[英]How to make a class member variable be the same type of return of a function template?
I am using a third party C++ library for sqlite orm. 我正在为sqlite orm使用第三方C ++库。 The library has a function that returns a template object.
该库具有一个返回模板对象的函数。 The type of the object is a very long template which depends on the number tables etc. That is why the examples provided always use
auto
. 对象的类型是一个很长的模板,取决于模板等。这就是为什么提供的示例始终使用
auto
。 Here is an example: 这是一个例子:
auto storage = make_storage("db.sqlite",
make_table("users",
make_column("id", &User::id, autoincrement(), primary_key()),
make_column("first_name", &User::firstName),
make_column("last_name", &User::lastName),
make_column("birth_date", &User::birthDate),
make_column("image_url", &User::imageUrl),
make_column("type_id", &User::typeId)),
make_table("user_types",
make_column("id", &UserType::id, autoincrement(), primary_key()),
make_column("name", &UserType::name, default_value("name_placeholder"))));
The type of the storage
object that is returned from the function is very long, something like this: 从该函数返回的
storage
对象的类型非常长,如下所示:
sqlite_orm::internal::storage_t<sqlite_orm::internal::table_t<Feed::MyClass, sqlite_orm::internal::column_t<Feed::MyClass, int, int const& (Feed::MyClass::*)() const, void (Feed::MyClass::*)(int), sqlite_orm::constraints::autoincrement ...
My question is that I would like to use this storage
object as a member variable of another class. 我的问题是我想将此
storage
对象用作另一个类的成员变量。 How would I tell the client class the return type of the function make_storage
? 我如何告诉客户端类
make_storage
的返回类型?
You can use decltype(expr)
to determine the type of an expression. 您可以使用
decltype(expr)
确定表达式的类型。 To reasonably get hold of this type I'd package the query into a function with an auto
result and use it to obtain the type for the member and later to actually do the queries: 为了合理地掌握这种类型,我将查询打包到具有
auto
结果的函数中,并使用它来获取成员的类型,然后再实际执行查询:
template <typename... Args>
auto make_storage_query() {
return make_storage("db.sqlite",
make_table("users",
make_column("id", &User::id, autoincrement(), primary_key()),
make_column("first_name", &User::firstName),
make_column("last_name", &User::lastName),
make_column("birth_date", &User::birthDate),
make_column("image_url", &User::imageUrl),
make_column("type_id", &User::typeId)),
make_table("user_types",
make_column("id", &UserType::id, autoincrement(), primary_key()),
make_column("name", &UserType::name, default_value("name_placeholder"))));
}
struct whatever {
decltype(make_storage_query()) member;
}
int main() {
whatever run{make_storage_query()};
}
Things get more interesting when your query needs arguments as you'll probably need to pass appropriate arguments to your query. 当查询需要参数时,事情会变得更加有趣,因为您可能需要将适当的参数传递给查询。 If so, you'd need to come up with suitable arguments in for use with
decltype(...)
. 如果是这样,则需要提供与
decltype(...)
一起使用的合适参数。 As you may need variables which wouldn't be available in this context you'd probably use std::declval<T>()

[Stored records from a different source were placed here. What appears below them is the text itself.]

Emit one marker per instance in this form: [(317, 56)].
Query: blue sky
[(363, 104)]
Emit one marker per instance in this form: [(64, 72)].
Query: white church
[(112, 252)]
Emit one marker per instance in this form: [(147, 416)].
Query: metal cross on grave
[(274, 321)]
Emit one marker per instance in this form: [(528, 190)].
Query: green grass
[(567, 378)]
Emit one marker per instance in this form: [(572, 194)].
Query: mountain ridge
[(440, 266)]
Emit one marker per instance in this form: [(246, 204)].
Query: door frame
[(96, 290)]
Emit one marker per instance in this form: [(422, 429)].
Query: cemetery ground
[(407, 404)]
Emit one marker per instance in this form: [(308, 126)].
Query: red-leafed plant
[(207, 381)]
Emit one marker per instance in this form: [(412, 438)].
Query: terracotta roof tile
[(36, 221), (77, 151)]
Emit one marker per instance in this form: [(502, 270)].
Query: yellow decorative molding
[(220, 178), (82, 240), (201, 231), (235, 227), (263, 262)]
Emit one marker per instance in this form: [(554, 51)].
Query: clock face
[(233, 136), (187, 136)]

in place of an argument of type T
, eg, std::declval<int&>()
for an argument where a non- const
variable of type int
is passed. 由于您可能需要在这种情况下不可用的变量,因此您可能会使用
std::declval<T>()
代替类型T
的参数,例如, std::declval<int&>()
传递int
类型的非const
变量的参数。 However, I haven't used the library you are referring to, ie, I don't know what's actually needed or whether it makes sense to use the return type as member. 但是,我没有使用过您所引用的库,即,我不知道实际需要什么,也不知道使用return类型作为成员是否有意义。
How would I tell the client class the return type of the function make_storage?
我如何告诉客户端类make_storage函数的返回类型?
Just ask the compiler! 只是问编译器!
Temporarily declare your variable/data attribute as something you know the return type is not, (and there are no conversions for it). 暂时将变量/数据属性声明为您知道返回类型不是(并且没有任何转换)的东西。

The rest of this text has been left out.